Madrid.- (Por EL MUNDO.es).- Cualquiera se ha dolorido de un pelotazo en alguna de las partes de su cuerpo a lo largo de su vida. En caliente, el receptor del ‘chut’ se solía acordar de la madre del osado lanzador a la vez que palpaba la zona del impacto. Sin embargo, Cristiano Ronaldo, capaz de golpear el balón a 120 kilómetros por hora, invirtió el proceso durante el primer amistoso de pretemporada del conjunto madridista frente al Bournemouth. Hizo que un obús de los suyos fuese recibido como un ‘regalo’.
El crack portugués se dispuso a lanzar un libre directo cerca de la media luna del área. Un misil salió despedido del empeine de su pie derecho directo a portería. Pero el destino de aquel golpeo era otro, la figura de un joven lugareño de 11 años, Charlie Silverwood. Acto seguido, el esférico fue a parar a la cara del chico aunque en el último momento pudo parar el tremendo golpe con su brazo izquierdo.
A pesar del dolor, Charlie decidió aguantar el dolor con su padre durante los 84 minutos restantes. El motivo era más grande que el sufrimiento: contemplar de cerca a sus ídolos en una ocasión única. Y vaya si lo hizo. El propio Ronaldo anotó dos goles en esa misma portería e incluso uno de falta directa.
Tras la finalización del encuentro, Charlie se fue al hospital acompañado de su padre. Unas radiografías diagnosticaron la fractura en su muñeca izquierda, lo que provocó una intervención quirúrgica para colocar los huesos dañados del joven aficionado.

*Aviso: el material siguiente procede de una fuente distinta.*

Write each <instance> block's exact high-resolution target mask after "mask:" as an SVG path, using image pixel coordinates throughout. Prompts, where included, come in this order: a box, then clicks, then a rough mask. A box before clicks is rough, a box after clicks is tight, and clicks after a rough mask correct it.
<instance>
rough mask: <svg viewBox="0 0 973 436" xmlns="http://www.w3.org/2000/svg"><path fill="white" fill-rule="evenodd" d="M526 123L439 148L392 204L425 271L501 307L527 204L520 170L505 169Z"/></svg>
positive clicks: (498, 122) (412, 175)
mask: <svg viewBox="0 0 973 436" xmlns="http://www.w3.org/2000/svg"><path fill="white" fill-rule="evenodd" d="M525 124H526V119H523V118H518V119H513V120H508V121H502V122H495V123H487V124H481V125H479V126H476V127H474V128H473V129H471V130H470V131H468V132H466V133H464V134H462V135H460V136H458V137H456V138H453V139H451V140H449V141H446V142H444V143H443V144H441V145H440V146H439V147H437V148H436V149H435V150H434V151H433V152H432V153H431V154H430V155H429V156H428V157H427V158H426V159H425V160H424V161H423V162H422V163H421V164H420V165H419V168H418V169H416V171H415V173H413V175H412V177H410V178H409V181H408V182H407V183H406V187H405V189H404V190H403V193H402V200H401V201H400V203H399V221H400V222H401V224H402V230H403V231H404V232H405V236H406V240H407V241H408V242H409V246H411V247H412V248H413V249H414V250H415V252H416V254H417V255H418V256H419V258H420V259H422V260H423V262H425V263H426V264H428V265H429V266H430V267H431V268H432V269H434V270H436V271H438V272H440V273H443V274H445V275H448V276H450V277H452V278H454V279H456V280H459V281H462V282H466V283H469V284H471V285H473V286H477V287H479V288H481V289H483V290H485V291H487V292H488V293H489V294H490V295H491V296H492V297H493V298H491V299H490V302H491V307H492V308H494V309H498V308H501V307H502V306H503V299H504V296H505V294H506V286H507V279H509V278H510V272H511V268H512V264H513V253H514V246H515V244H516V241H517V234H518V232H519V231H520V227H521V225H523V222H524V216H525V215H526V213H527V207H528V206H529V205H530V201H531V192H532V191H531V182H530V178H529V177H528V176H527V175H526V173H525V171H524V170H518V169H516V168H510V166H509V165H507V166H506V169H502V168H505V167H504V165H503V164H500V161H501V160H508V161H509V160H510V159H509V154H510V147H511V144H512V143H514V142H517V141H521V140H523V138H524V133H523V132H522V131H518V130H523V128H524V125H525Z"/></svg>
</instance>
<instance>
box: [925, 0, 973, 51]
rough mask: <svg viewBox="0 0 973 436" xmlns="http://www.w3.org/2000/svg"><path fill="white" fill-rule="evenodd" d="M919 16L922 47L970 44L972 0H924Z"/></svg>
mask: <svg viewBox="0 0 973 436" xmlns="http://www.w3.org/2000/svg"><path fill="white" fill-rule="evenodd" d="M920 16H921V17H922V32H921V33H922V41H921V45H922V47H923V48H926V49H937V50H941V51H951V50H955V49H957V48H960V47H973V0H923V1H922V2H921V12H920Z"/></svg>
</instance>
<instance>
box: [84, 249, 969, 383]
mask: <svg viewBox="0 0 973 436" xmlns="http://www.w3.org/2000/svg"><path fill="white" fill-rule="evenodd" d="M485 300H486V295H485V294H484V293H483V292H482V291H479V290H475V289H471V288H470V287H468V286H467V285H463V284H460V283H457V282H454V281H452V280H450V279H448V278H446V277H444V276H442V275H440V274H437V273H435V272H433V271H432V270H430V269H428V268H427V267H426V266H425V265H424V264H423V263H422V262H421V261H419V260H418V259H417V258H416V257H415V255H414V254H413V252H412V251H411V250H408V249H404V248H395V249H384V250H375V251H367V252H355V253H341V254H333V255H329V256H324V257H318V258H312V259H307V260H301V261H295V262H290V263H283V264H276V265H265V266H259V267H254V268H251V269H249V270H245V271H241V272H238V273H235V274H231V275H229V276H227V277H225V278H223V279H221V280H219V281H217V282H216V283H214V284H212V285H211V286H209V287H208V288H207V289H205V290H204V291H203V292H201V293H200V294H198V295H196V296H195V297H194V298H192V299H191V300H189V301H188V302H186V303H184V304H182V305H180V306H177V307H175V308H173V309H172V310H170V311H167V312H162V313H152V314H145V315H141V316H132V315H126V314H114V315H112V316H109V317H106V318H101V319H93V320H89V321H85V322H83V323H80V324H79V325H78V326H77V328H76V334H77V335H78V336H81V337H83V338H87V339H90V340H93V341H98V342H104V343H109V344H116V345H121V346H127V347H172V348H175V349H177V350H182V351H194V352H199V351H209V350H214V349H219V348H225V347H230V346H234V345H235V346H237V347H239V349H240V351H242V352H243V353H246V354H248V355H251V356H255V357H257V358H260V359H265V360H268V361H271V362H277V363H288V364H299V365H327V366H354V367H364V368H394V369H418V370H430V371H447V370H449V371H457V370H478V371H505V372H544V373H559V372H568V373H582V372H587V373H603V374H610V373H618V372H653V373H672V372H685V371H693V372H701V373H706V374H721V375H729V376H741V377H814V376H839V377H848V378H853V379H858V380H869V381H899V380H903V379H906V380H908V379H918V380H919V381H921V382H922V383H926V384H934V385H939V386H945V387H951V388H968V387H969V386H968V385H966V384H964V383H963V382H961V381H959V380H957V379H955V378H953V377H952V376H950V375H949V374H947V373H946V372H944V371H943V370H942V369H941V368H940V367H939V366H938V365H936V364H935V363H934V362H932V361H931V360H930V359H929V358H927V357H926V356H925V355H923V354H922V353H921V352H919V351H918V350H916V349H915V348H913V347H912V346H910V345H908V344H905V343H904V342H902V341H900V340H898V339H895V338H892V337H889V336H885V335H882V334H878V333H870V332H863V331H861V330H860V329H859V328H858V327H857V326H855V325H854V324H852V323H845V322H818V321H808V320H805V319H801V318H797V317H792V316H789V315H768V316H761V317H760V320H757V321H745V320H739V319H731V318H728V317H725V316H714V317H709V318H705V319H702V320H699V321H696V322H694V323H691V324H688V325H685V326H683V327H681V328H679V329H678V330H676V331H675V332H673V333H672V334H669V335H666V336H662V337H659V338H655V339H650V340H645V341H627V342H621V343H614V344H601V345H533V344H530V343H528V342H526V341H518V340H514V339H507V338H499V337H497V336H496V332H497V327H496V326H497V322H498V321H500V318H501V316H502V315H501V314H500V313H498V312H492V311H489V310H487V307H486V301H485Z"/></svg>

La historia llegó a oídos del Real Madrid, que no dudó en recompensar al chico con una camiseta firmada de su jugador y verdugo preferido, Cristiano Ronaldo.
Video por MUFC1963
http://youtu.be/LhJxGvFGfqI
Uno de los miembros del gabinete de comunicación del club, Juan Camilo Andrade, fue el encargado de obsequiar al lesionado ante la partida del equipo blanco de territorio británico. Para Charlie Silverwood unos huesos rotos bien valen una recompensa de su ídolo.